The Duke and Duchess of Sussex meet members of surfing community group One Wave during a visit to South Bondi Beach in Sydney in 2018
The Duke and Duchess of Sussex meet members of surfing community group One Wave at South Bondi Beach in 2018 (Dominic Lipinski/PA)

Harry ran into difficulties during his gap year in 2003 when he worked as a jackaroo – an Australian cowboy – on a cattle ranch in Queensland.

Harry holds a ring-tailed possum at Taronga Zoo in Sydney to mark the star of his gap year in 2003
Harry holds a ring-tailed possum at Taronga Zoo in Sydney to mark the start of his gap year in 2003 (Phil Noble/PA)

Sydney meanwhile was the scene of a major royal security scare for Harry’s father.

In 1994, there were dramatic scenes when student David Kang was wrestled to the ground after firing a starting pistol as Charles stood to make a speech.

The prince appears relaxed in Sydney the day after a security scare in 1994
The prince chats to people in Sydney the day after a security scare in 1994 (Martin Keene/PA)
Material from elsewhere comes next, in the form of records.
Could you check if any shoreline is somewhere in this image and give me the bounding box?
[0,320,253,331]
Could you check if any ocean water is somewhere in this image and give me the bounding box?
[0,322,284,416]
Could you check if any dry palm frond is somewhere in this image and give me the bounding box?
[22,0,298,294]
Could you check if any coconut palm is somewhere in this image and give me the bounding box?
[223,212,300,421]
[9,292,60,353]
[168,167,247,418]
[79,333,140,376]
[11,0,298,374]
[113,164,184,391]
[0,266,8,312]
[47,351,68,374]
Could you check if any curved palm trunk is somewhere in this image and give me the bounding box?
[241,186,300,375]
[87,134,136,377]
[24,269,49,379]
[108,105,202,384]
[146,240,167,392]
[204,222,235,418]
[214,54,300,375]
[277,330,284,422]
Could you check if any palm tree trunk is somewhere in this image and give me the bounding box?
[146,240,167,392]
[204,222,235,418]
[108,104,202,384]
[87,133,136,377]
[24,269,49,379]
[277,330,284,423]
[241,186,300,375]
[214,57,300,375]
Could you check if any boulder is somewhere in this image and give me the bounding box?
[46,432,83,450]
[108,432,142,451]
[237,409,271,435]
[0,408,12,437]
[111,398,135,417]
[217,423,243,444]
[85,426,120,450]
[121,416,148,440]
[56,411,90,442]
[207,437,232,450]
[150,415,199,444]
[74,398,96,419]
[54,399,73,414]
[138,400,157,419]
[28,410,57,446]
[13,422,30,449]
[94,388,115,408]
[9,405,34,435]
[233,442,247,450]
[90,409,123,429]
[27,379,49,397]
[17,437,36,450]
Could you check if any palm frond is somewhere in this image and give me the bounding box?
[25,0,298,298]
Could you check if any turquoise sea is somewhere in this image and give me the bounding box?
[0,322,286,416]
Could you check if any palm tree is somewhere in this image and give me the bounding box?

There was controversy during the Queen and Prince Philip, the late Duke of Edinburgh’s Golden Jubilee tour of 2002 when Philip asked an Aboriginal businessman: “Do you still throw spears at each other?”

The Queen and Philip watch a culture show at Tjapukai Aboriginal Culture Park, Cairns, Australia in 2002
The Queen and Philip watch a culture show at Tjapukai Aboriginal Culture Park, Cairns, in 2002 (Fiona Hanson/PA)

Mr Brim, who met the duke during a royal visit to the Tjapukai Aboriginal Park in northern Cairns, branded Philip a “larrikin” (joker) and said he was not offended but described the question as “naive”.

On a tour by the Queen in 1992, the country’s then premier Paul Keating was dubbed the “Lizard of Oz” after cameras caught him giving the monarch a helping hand at Canberra’s Parliament House by touching her back.

Charles arrives at RAAF Darwin in Australia’s Northern Territory in 2018
Charles arrives at RAAF Darwin in Australia’s Northern Territory in 2018 (Steve Parsons/PA)

She considered him as a future governor-general of Australia – the Queen’s representative in the realm – but only once he was married, archive documents from the 1970s suggested.

Speculation in the press had reached the prince, then a Royal Navy officer, who said in a interview if there was interest in him taking up the role he would be “delighted to consider it”.